After completing this course, the reader will be able to:

• Define the symptoms of sensory neurotoxicity in oxaliplatin‐treated patients and identify the long‐term natural history of nerve dysfunction as a long‐lasting complication of treatment that does not necessarily resolve within 6 months.
• Use sensory excitability techniques to predict long‐standing changes in sensory nerve function produced by oxaliplatin.

CME This article is available for continuing medical education credit at CME.TheOncologist.com

Oxaliplatin‐induced neuropathy is a significant and dose‐limiting toxicity that adversely affects quality of life. However, the long‐term neurological sequelae have not been adequately described. The present study aimed to describe the natural history of oxaliplatin‐induced neuropathy, using subjective and objective assessments.
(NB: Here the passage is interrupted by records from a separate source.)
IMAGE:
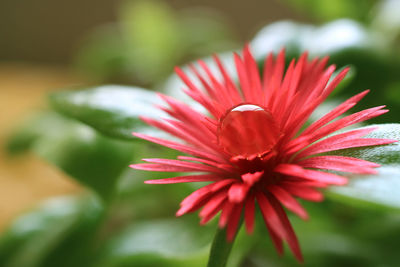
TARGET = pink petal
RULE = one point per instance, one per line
(237, 192)
(233, 222)
(185, 179)
(288, 201)
(249, 214)
(339, 163)
(297, 171)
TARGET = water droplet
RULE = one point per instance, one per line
(247, 130)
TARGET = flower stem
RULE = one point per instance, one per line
(220, 250)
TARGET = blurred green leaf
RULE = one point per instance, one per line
(103, 55)
(334, 9)
(110, 109)
(93, 159)
(346, 42)
(387, 19)
(380, 189)
(57, 233)
(164, 243)
(152, 33)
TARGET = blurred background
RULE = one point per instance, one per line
(49, 46)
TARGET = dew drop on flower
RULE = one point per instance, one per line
(247, 130)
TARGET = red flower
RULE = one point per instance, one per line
(251, 147)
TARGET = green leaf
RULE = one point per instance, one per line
(57, 233)
(172, 243)
(334, 9)
(94, 160)
(110, 109)
(380, 189)
(153, 37)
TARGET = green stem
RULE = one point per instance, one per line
(220, 250)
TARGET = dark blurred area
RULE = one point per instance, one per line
(51, 31)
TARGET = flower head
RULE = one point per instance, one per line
(251, 147)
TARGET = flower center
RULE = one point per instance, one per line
(247, 130)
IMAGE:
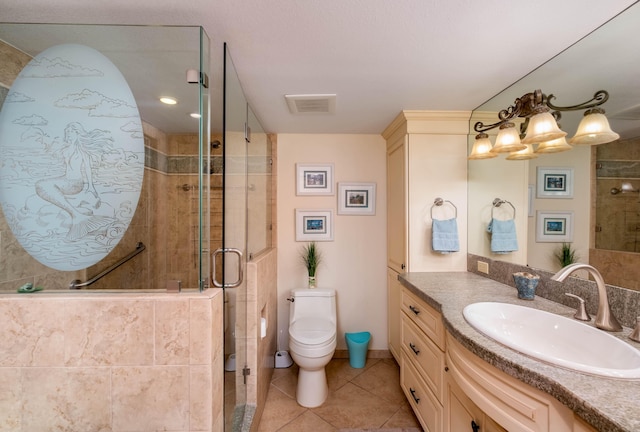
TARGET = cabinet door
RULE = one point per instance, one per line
(394, 289)
(396, 205)
(461, 414)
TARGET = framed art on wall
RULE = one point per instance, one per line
(357, 198)
(554, 227)
(314, 179)
(555, 182)
(314, 225)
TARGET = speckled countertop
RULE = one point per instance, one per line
(607, 404)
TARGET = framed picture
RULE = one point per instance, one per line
(314, 225)
(555, 182)
(554, 227)
(314, 179)
(357, 198)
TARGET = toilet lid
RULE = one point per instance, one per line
(312, 331)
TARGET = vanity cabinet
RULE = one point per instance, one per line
(451, 389)
(426, 159)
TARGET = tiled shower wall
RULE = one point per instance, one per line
(125, 362)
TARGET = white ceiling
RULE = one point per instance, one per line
(378, 56)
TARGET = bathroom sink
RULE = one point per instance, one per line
(555, 339)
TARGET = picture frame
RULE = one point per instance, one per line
(314, 225)
(314, 179)
(554, 182)
(356, 198)
(554, 226)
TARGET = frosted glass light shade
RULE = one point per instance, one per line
(594, 129)
(542, 127)
(526, 153)
(508, 140)
(482, 148)
(553, 146)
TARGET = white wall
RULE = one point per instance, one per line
(354, 263)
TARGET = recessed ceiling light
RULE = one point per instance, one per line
(168, 100)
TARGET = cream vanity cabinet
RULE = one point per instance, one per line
(452, 390)
(426, 159)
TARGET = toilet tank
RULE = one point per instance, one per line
(314, 302)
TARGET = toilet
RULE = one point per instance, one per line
(312, 341)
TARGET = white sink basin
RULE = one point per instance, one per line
(555, 339)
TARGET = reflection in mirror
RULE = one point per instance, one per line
(607, 59)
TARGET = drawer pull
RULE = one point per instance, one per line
(413, 394)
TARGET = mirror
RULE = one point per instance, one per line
(604, 225)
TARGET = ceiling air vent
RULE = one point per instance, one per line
(311, 104)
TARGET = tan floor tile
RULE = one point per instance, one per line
(383, 380)
(308, 422)
(351, 406)
(403, 418)
(279, 410)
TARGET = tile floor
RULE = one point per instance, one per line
(370, 397)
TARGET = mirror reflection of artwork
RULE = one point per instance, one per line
(71, 157)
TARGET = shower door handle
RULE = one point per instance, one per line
(240, 272)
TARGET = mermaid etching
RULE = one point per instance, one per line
(78, 150)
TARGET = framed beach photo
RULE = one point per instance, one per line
(314, 179)
(357, 198)
(555, 182)
(554, 226)
(314, 225)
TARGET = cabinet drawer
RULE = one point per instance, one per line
(424, 404)
(426, 318)
(425, 356)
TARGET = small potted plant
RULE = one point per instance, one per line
(311, 257)
(566, 255)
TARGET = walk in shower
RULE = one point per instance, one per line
(205, 185)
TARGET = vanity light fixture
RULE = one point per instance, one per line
(540, 127)
(168, 100)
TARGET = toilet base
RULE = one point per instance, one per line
(312, 388)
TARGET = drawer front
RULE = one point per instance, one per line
(424, 404)
(425, 356)
(424, 316)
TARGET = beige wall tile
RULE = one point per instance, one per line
(69, 399)
(10, 399)
(118, 332)
(172, 332)
(150, 398)
(28, 340)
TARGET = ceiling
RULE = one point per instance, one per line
(378, 56)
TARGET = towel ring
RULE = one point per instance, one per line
(439, 201)
(498, 202)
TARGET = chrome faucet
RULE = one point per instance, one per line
(604, 318)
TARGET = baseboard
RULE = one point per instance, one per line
(370, 354)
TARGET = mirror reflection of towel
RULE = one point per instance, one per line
(503, 236)
(444, 236)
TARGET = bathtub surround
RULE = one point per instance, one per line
(625, 303)
(104, 362)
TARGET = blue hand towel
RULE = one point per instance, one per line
(444, 236)
(503, 236)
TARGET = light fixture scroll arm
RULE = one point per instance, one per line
(599, 98)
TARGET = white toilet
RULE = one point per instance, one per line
(312, 341)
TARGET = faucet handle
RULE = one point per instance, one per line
(581, 313)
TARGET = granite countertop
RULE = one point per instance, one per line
(607, 404)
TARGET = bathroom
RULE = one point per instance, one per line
(367, 268)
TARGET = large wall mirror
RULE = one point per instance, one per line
(603, 206)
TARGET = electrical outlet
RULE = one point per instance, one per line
(483, 267)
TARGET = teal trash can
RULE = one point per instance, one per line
(358, 344)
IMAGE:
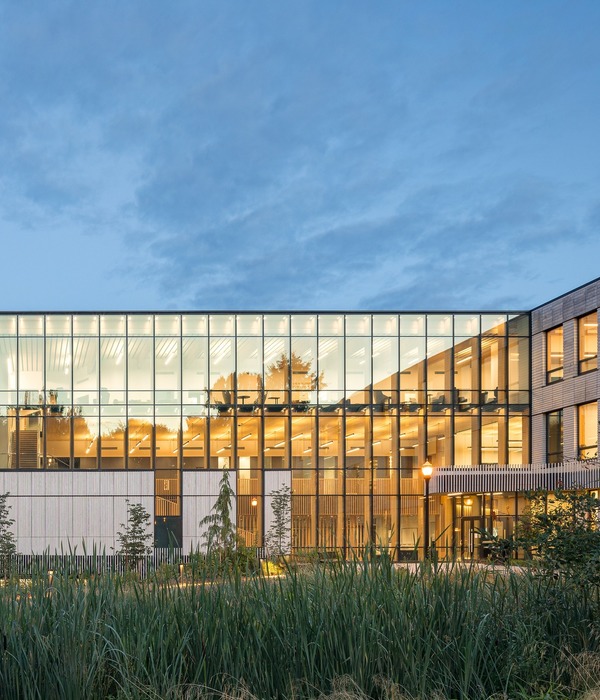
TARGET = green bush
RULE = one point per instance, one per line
(435, 631)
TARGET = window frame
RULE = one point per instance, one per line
(581, 361)
(550, 378)
(551, 456)
(584, 448)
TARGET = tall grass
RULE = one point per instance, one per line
(454, 632)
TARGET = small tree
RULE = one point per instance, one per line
(563, 532)
(134, 539)
(224, 548)
(221, 533)
(277, 539)
(8, 544)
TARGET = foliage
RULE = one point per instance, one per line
(221, 533)
(134, 539)
(8, 544)
(225, 550)
(562, 531)
(277, 539)
(450, 632)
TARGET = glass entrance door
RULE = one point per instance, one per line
(471, 538)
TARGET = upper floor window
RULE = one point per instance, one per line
(554, 355)
(554, 437)
(588, 342)
(587, 415)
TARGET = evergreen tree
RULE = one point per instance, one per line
(277, 539)
(221, 535)
(8, 545)
(562, 530)
(134, 539)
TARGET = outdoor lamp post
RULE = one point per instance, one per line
(427, 471)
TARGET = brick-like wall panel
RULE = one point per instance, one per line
(574, 389)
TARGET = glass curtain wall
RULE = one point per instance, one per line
(350, 405)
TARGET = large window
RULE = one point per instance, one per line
(554, 355)
(588, 430)
(588, 342)
(554, 437)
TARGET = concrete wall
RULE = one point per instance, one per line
(78, 509)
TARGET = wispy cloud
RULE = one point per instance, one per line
(298, 156)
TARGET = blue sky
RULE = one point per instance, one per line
(317, 155)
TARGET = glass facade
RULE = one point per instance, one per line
(350, 405)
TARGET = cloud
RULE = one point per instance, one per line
(301, 156)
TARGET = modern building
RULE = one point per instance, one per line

From a population of 108 oxaliplatin‐treated patients referred for neurological assessment in 2002–2008, 52.2% of the surviving patient cohort (n = 24) was available for follow‐up at a median of 25 months post‐oxaliplatin. Patients underwent a protocol that incorporated clinical assessment scales, patient questionnaires, standard electrodiagnostic assessments, and novel nerve excitability studies to precisely assess nerve function.

At follow‐up, 79.2% of patients reported residual neuropathic symptoms, with distal loss of pin‐prick sensibility in 58.3% of patients and loss of vibration sensibility in 83.3% of patients. Symptom severity scores were significantly correlated with cumulative dose. There was no recovery of sensory action potential amplitudes in upper and lower limbs, consistent with persistent axonal sensory neuropathy. Sensory excitability parameters had not returned to baseline levels, suggesting persisting abnormalities in nerve function. The extent of excitability abnormalities during treatment was significantly correlated with clinical outcomes at follow‐up.

These findings establish the persistence of subjective and objective deficits in oxaliplatin‐treated patients post‐oxaliplatin, suggesting that sensory neuropathy is a long‐term outcome, thereby challenging the literature on the reversibility of oxaliplatin‐induced neuropathy.